Bereich 1: Kinder

Im Bereich der Patienten von 5 bis 14 Jahren werden insgesamt drei Stationen mit zirka 33 stationären Behandlungsplätzen angeboten. Besonders in dieser Altersstufe geht es häufig zunächst um die Durchführung einer differenzierten Diagnostik, um gezielt einen therapeutisch stabilisierenden und entwicklungsfördernden Behandlungsrahmen planen zu können.
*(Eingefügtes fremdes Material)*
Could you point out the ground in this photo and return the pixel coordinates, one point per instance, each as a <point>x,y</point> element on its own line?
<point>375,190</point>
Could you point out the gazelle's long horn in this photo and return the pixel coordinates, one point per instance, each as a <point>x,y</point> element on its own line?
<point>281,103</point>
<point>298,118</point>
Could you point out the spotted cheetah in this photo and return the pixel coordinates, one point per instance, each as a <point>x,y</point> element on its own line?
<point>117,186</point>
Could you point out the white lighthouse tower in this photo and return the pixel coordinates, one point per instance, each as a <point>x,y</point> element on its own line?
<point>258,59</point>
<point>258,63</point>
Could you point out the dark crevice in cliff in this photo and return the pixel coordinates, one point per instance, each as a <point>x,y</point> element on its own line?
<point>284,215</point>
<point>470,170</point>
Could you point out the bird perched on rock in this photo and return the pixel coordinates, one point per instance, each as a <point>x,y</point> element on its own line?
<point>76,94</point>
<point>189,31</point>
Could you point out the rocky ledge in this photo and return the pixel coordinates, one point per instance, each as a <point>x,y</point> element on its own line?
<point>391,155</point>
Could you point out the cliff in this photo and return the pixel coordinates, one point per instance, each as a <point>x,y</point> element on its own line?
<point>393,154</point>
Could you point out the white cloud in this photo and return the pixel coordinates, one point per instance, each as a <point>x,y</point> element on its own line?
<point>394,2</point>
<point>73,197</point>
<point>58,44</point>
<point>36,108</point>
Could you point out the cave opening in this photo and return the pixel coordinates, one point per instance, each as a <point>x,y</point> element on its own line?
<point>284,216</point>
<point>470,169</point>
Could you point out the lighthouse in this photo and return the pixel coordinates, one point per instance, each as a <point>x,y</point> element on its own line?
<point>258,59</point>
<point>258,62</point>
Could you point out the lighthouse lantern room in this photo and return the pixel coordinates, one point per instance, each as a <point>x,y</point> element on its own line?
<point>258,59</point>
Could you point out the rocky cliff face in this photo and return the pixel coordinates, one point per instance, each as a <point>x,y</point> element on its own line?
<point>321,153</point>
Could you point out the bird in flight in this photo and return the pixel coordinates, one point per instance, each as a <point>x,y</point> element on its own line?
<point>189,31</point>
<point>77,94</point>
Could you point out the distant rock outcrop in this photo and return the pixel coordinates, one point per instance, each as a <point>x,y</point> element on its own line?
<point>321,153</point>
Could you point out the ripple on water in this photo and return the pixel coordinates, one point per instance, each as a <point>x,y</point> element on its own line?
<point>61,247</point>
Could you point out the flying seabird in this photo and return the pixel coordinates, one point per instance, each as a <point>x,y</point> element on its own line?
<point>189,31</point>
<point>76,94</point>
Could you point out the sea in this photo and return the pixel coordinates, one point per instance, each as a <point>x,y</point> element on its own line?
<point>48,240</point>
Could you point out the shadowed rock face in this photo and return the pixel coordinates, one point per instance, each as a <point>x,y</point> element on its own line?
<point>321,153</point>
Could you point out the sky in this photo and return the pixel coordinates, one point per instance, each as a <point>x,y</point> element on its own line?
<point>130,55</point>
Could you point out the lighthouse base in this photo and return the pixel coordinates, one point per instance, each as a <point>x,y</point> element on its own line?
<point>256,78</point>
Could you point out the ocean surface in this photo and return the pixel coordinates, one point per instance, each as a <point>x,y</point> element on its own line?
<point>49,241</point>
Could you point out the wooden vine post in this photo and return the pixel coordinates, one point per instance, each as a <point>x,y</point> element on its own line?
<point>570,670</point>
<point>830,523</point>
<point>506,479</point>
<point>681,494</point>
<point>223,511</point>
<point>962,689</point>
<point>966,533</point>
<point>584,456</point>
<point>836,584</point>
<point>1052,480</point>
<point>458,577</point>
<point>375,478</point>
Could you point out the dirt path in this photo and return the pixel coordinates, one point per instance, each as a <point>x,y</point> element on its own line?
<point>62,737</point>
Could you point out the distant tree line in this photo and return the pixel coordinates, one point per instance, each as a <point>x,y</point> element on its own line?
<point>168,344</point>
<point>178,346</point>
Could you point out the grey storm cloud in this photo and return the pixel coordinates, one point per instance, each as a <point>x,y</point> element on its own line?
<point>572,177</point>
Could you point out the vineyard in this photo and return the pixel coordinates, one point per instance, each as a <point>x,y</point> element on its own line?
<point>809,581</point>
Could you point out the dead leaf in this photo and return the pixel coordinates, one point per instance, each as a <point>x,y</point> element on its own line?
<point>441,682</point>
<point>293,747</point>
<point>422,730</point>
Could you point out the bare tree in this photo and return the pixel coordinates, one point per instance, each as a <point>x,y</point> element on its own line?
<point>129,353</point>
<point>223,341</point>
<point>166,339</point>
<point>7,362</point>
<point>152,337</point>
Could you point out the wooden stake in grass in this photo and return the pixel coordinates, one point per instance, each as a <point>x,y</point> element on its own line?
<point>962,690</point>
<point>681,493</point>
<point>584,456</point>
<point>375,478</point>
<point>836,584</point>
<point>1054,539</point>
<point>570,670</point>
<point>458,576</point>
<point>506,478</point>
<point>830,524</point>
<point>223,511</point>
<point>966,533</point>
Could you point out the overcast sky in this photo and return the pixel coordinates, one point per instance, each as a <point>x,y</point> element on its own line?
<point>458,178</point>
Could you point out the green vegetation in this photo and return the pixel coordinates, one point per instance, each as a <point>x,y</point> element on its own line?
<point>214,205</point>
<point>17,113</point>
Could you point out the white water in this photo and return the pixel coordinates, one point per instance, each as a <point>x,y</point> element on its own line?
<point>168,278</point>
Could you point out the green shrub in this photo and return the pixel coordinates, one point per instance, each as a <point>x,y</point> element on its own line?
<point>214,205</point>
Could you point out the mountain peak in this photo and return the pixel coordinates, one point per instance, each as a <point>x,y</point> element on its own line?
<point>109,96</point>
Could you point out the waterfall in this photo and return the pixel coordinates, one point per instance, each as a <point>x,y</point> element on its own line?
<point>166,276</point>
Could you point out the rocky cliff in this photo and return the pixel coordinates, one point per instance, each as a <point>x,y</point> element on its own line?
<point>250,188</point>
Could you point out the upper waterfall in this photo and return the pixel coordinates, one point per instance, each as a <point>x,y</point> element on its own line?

Enger Austausch mit Bezugspersonen

Wie mit sämtlichen Patienten in der Klinik ist uns besonders in dieser Altersgruppe die stetige enge Einbeziehung der Bezugspersonen des Kindes in den Behandlungsprozess sehr wichtig. Das Verständnis zur Problematik des Kindes und die daraus folgende Zielplanung wird durch den verbindlich für das Kind zuständigen Therapeuten in engem Austausch mit den Bezugspersonen erarbeitet.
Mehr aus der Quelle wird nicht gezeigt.